72. What is the name of a slow-acting, oral anticoagulant that can be taken preventatively at home?
Warfarin (i.e., Coumadin, Panwarfin)

73. What do thrombolytic agents do?
They actually dissolve the clot.

74. What thrombolytic agents can dissolve clots?
Streptokinase, urokinase, alteplase, and reteplase.

75. What are some preventative measures that can be taken to avoid a pulmonary embolism?
Early ambulation, walking, exercise, drinking fluids, compression stockings, vein filters, and pneumatic compression.

76. What is a pulmonary embolectomy?
The surgical removal of clots in the lungs.

77. Can a pulmonary embolism result in death?
Yes, it is fatal in one-third of patients who are undiagnosed and untreated.

78. What are the breathing patterns for a pulmonary embolism?
Dyspnea and tachypnea

79. What are three diagnostic tests for a pulmonary embolism?
V/Q scan, angiography, and ABG.

80. What types of medications can be administered to treat a pulmonary embolism?
Anticoagulants, thrombolytic agents, analgesics, and inotropic agents.

81. What is the primary goal of acute pulmonary embolism treatment?
To prevent clot extension, restore pulmonary blood flow, and reduce mortality.

82. Why is oxygen therapy commonly required in patients with a pulmonary embolism?
To correct hypoxemia caused by ventilation–perfusion mismatch.

83. What laboratory finding may suggest right ventricular strain in a pulmonary embolism?
Elevated cardiac troponin levels.

84. What echocardiographic finding suggests a high-risk pulmonary embolism?
Right ventricular dilation with reduced systolic function.

85. Why can a pulmonary embolism cause hypotension?
Obstruction of pulmonary blood flow reduces left ventricular preload and cardiac output.

86. What is a paradoxical embolism?
An embolus that crosses from the venous to the arterial circulation through a cardiac shunt, such as a patent foramen ovale.

87. Why are elderly patients at higher risk for a pulmonary embolism?
They are more likely to have immobility, comorbid disease, and hypercoagulable states.

88. What is a submassive pulmonary embolism?
A PE with right ventricular dysfunction but without systemic hypotension.
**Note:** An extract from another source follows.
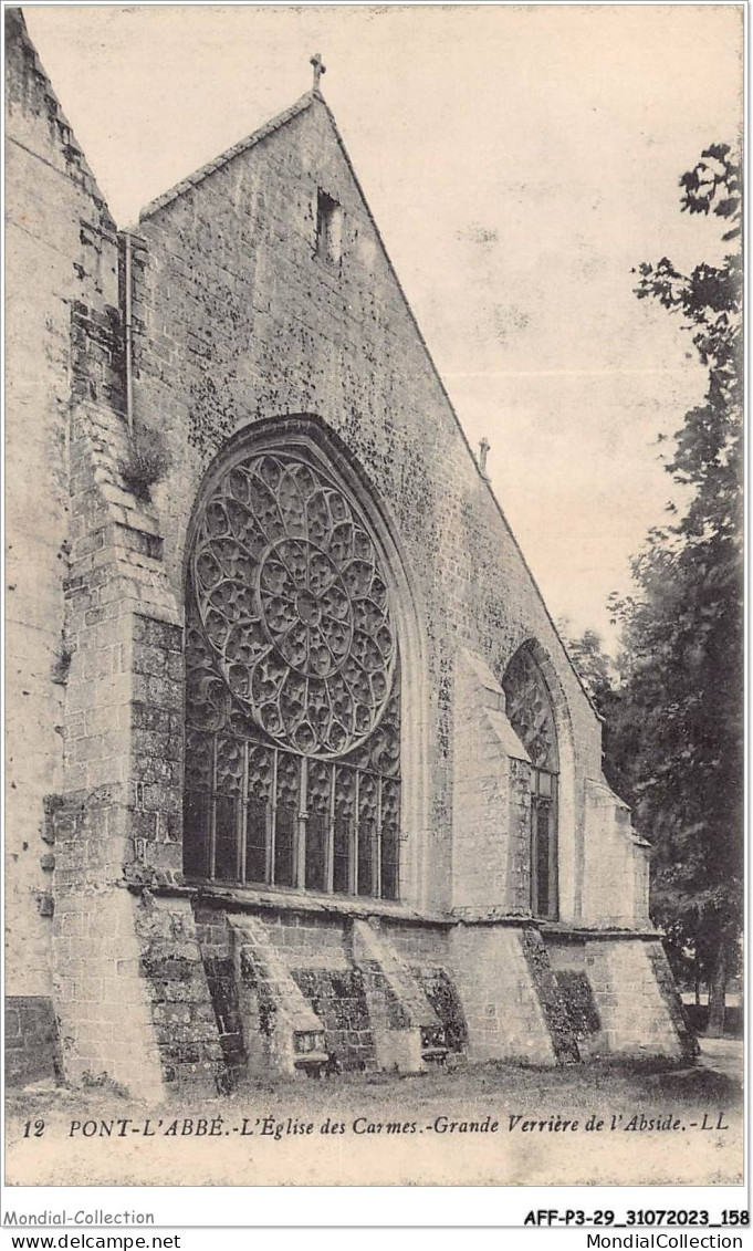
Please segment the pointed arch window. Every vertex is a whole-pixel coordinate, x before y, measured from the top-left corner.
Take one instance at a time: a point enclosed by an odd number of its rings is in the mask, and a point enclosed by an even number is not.
[[[236,459],[186,585],[184,871],[399,897],[400,663],[384,559],[303,449]]]
[[[507,714],[530,762],[530,907],[557,919],[559,756],[552,697],[529,647],[523,646],[503,678]]]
89. What finding differentiates a massive from a non-massive pulmonary embolism?
Presence of sustained hypotension or shock.

90. Why is PE considered a cause of increased physiologic dead space?
Ventilated alveoli receive little or no perfusion.

91. What role does bedside ultrasound play in a suspected pulmonary embolism?
It may identify right ventricular strain or deep vein thrombosis.

92. What is the significance of sudden unexplained hypoxemia in a hospitalized patient?
It should raise suspicion for pulmonary embolism.

93. Why is hemoptysis considered an uncommon symptom of a PE?
Pulmonary infarction is relatively rare due to dual blood supply of the lungs.

94. What is chronic thromboembolic pulmonary hypertension (CTEPH)?
Pulmonary hypertension caused by unresolved or recurrent pulmonary emboli.

95. Why is PE risk increased after major orthopedic surgery?
Venous stasis and endothelial injury promote clot formation.

96. What is the role of inferior vena cava (IVC) filters in PE management?
To prevent emboli from reaching the lungs when anticoagulation is contraindicated.

97. What complication may occur from untreated recurrent pulmonary emboli?
Development of pulmonary hypertension and right heart failure.

98. Why is clinical probability assessment important before imaging?
It helps guide appropriate testing and reduces unnecessary radiation exposure.

99. What finding suggests an acute rather than chronic pulmonary embolism?
Sudden onset of symptoms with no prior cardiopulmonary disease.

100. Why must anticoagulation therapy be carefully monitored?
To balance the prevention of clot extension with the risk of bleeding.

Final Thoughts

A pulmonary embolism is a critical condition that sits at the intersection of respiratory physiology and cardiovascular function. Its sudden onset, variable presentation, and high mortality make early recognition essential.

For respiratory therapists, understanding how PE affects ventilation, perfusion, gas exchange, and hemodynamics is fundamental to effective patient care. By recognizing key signs, interpreting ABG and monitoring data, and providing timely respiratory support, RTs play a vital role in improving outcomes for patients with pulmonary embolism.